Three Layers of Silence Around One Missing User

The Saturday rebuild of site02-kvm01 was supposed to be done. The runbook was nine gotchas long by Sunday evening. Yesterday’s post called it a hardening day and went to bed. Tonight’s commits are the post-mortem of what was still wrong after that runbook closed — a single missing Linux user on a single host, and three independent silences that hid the failure from the backup report for two consecutive nights.

The user is backup-user. The script that creates it is setup/03-create-backup-users.sh. The host that lost it was site02-kvm01. Once it was gone, two pipelines broke quietly:

The nightly Vaultwarden DR copy scp’d to site02-kvm01:/opt/dr-backup/vaultwarden/ and got Permission denied because backup-user no longer existed to own that directory.
The Wazuh agent-config tar pull from site02-kvm01 failed because the orchestrator ssh’d as backup-user@site02-kvm01 and the account wasn’t there.

Both failures appeared in the next morning’s backup report as “SUCCESS.” That’s the part I want to write down.

Silence 1: `set -e` ate the exit code

The Vaultwarden script is the one that produced the most misleading report.

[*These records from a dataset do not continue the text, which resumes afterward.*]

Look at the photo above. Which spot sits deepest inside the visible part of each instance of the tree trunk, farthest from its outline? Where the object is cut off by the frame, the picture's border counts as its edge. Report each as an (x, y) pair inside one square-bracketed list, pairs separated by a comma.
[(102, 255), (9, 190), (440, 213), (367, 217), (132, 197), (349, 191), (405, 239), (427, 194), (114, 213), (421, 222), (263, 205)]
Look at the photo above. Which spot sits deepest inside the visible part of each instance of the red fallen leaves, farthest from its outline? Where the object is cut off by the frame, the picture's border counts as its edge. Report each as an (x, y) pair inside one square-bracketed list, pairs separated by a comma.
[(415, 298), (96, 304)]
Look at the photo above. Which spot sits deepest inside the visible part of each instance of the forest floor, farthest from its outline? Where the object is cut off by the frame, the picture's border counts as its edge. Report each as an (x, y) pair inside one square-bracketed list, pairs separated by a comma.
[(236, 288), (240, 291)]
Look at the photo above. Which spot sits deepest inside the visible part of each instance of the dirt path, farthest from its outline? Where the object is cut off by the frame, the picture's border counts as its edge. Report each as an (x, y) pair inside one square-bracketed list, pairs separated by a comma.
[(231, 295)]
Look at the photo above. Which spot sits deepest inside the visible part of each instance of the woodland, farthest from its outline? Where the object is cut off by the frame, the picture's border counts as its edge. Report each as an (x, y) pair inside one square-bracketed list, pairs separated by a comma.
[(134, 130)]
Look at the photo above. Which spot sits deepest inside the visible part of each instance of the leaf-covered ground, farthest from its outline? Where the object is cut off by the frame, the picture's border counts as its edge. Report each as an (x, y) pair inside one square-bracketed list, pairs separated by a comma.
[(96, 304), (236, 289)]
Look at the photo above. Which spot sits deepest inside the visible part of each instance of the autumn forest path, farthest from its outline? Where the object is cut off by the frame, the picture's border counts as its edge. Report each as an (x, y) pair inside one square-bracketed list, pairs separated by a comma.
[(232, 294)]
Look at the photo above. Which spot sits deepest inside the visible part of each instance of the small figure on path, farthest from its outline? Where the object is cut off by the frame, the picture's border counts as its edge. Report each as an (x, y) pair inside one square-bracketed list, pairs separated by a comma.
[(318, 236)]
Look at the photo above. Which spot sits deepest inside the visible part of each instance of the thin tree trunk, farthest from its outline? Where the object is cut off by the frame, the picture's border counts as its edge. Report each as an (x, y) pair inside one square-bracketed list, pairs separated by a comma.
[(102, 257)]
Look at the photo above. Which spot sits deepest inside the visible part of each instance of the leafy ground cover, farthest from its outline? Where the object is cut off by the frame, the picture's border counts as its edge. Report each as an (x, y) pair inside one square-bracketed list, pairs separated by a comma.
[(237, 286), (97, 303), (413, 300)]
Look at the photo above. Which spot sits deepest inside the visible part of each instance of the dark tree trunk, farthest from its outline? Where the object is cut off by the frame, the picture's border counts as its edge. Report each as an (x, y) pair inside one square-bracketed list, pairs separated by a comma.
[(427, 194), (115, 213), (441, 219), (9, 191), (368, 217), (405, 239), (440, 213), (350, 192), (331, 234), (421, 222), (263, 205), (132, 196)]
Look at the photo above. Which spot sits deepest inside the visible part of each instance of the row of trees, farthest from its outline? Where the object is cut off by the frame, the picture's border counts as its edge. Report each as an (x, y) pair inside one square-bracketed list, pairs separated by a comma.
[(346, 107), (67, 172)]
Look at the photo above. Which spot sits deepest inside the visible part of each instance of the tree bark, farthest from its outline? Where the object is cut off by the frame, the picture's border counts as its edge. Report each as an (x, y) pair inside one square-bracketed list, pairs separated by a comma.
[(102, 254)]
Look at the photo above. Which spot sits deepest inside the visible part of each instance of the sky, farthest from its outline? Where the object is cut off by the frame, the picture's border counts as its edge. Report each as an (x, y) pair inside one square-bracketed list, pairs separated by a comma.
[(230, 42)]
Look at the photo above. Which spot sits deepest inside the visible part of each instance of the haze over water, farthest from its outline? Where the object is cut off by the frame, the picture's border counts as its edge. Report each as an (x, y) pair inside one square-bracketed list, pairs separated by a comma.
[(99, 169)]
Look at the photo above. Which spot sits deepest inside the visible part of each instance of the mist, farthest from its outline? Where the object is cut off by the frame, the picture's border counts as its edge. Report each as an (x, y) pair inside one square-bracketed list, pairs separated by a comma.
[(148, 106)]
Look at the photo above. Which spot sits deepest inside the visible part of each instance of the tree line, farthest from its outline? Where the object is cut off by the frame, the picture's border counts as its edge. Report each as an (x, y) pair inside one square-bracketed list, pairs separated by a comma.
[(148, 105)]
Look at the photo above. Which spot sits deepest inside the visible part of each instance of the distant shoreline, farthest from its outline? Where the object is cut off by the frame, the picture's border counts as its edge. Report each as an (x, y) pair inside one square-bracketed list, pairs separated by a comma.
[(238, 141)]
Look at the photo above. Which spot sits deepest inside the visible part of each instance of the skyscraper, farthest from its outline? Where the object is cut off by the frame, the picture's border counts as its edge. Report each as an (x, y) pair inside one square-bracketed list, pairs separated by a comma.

The relevant block was, in pseudo-shell, this:

scp "$archive" backup-user@site02-kvm01:/opt/dr-backup/vaultwarden/
if [ $? -eq 0 ]; then
    log "DR copy OK"
else
    log "DR copy failed — non-fatal, B2 upload succeeded"
fi

The comment above it explained that the DR scp was deliberately non-fatal: if B2 had already accepted the upload, the off-site copy to site02-kvm01 was nice-to-have, and a failure there should not roll back the whole job. The intent was right. The shell form was not.

The script runs under set -euo pipefail. With set -e, a non-zero exit from scp terminates the script before the if [ $? -eq 0 ] is ever evaluated. The if branch is dead code under the strict-mode hat the script is wearing. So when scp failed, the whole Vaultwarden job exited with FAILED status, and the report emailed at 03:30 said vaultwarden: FAILED. The B2 portion had already completed and uploaded a healthy archive. None of that was reflected in the email.

The two-line fix is to restructure as if scp ...; then ... else .... if consumes the exit status of its condition, so set -e does not fire even when scp returns non-zero, and the else branch runs as intended. Diff:

- scp "$archive" backup-user@site02-kvm01:/opt/dr-backup/vaultwarden/
- if [ $? -eq 0 ]; then
-     log "DR copy OK"
- else
-     log "DR copy failed — non-fatal, B2 upload succeeded"
- fi
+ if scp "$archive" backup-user@site02-kvm01:/opt/dr-backup/vaultwarden/; then
+     log "DR copy OK"
+ else
+     log "DR copy failed — non-fatal, B2 upload succeeded"
+ fi

Six lines of diff. The comment said “non-fatal.” Six lines later it actually was.

This is the kind of bug that only manifests when the thing being guarded actually fails. The script had run nightly for months without anyone noticing, because the DR scp had succeeded every night. The first night the DR scp failed was the first night the bug had something to do.

Silence 2: the bootstrap had never listed all the hosts

The fix above makes the script honest. It doesn’t bring backup-user back. For that, I went looking at setup/03-create-backup-users.sh, which is the script that’s supposed to bootstrap the account on every host. The TARGETS list looked like this:

TARGETS=(
    storage01
    storage02
    kvm01
    plex
    backup01
)

What’s missing: kvm02, smtp, and the host that started this whole thing, site02-kvm01. So the answer to “why didn’t the post-rebuild bootstrap recreate backup-user” is: because the bootstrap script had never known about site02-kvm01 to begin with. The account was hand-created the first time the host was provisioned and persisted through subsequent runs by virtue of never being deleted. The rebuild deleted it, and the script that’s supposed to put it back didn’t know it should.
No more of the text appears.